Get started with Aineko

Technical dependencies

Docker or Docker Desktop
Poetry (a python dependency manager)
Python (versions 3.8, 3.9, 3.10 & 3.11 are supported)
Pip (a python package manager)

Check your dependencies before starting

It's important to make sure you have the correct dependencies installed. The only dependency which requires a specific version is Python. The other dependencies should work with any recent version.

Let's check each dependency one by one. You can run the following commands in your terminal to check each dependency.

docker --version should return something like Docker version 20.10.8, build 3967b7d
python --version should return something like Python 3.10.12. We recommend pyenv to manage versions if you have multiple versions.
pip --version should return something like pip 23.0.1 from xxx/python3.10/site-packages/pip (python 3.10)
poetry --version should return something like Poetry (version 1.6.1)

Install Aineko

pip install aineko

Having trouble getting the correct version of python?

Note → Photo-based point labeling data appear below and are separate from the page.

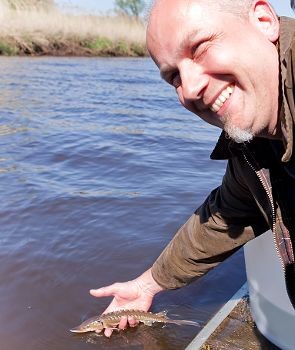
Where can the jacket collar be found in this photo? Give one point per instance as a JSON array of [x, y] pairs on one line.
[[225, 146]]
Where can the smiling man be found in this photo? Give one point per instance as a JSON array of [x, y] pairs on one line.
[[232, 63]]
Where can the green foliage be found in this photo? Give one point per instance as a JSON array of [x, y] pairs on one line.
[[130, 7], [98, 45], [30, 4], [8, 49]]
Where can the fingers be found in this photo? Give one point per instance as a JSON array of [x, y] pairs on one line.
[[123, 322], [108, 332], [132, 321]]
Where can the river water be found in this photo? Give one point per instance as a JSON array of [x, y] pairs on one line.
[[99, 167]]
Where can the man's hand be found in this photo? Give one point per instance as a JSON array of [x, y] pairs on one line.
[[136, 294]]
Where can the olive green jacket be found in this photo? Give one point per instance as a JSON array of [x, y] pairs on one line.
[[251, 199]]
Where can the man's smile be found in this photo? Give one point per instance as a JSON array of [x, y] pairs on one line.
[[222, 98]]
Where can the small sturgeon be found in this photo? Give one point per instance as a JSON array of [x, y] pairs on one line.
[[112, 319]]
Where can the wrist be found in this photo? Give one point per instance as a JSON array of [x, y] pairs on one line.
[[147, 284]]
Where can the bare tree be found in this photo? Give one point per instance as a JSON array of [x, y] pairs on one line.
[[130, 7]]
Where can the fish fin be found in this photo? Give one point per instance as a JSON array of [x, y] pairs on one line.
[[184, 322], [162, 313]]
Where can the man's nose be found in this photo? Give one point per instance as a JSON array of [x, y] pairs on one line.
[[193, 80]]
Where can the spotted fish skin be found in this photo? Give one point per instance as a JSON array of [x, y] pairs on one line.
[[112, 319]]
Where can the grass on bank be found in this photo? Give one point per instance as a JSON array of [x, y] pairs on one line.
[[48, 31]]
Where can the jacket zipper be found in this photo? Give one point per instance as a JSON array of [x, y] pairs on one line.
[[269, 195]]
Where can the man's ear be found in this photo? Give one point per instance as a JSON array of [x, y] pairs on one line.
[[265, 19]]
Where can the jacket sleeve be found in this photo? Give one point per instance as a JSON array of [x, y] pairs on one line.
[[228, 218]]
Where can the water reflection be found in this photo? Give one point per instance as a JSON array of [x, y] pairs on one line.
[[94, 183]]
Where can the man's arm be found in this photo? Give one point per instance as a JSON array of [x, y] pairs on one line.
[[227, 219]]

We recommend using pyenv to manage your Python versions. Once you have pyenv installed, you can run the following commands in your project directory to install one the supported versions. For example:

pyenv install 3.10
pyenv local 3.10
python --version

Expected output

Python 3.10.12

Pyenv is a great tool for managing Python versions, but it can be a bit tricky to get it set up correctly. If you're having trouble, check out the pyenv documentation or this tutorial. If you're still having trouble, feel free to reach out to us on Slack!

Create a template pipeline with the CLI

You will see the following prompts as aineko tries to create a project directory containing the boilerplate you need for a pipeline. Feel free to use the defaults suggested.

aineko create

Expected output

[1/4] project_name (My Awesome Pipeline):
[2/4] project_slug (my_awesome_pipeline):
[3/4] project_description (Behold my awesome pipeline!):
[4/4] pipeline_slug (test-aineko-pipeline):

Install dependencies in the new pipeline

cd my_awesome_pipeline
poetry install

Start Aineko background services

poetry run aineko service start

Expected output

Container zookeeper  Creating
Container zookeeper  Created
Container broker  Creating
Container broker  Created
Container zookeeper  Starting
Container zookeeper  Started
Container broker  Starting
Container broker  Started

Start the template pipeline

poetry run aineko run ./conf/pipeline.yml

Expected output

INFO - Application is starting.
INFO - Creating dataset: aineko-pipeline.sequence: {'type': 'kafka_stream'}
INFO - All datasets created.
INFO worker.py:1664 -- Started a local Ray instance.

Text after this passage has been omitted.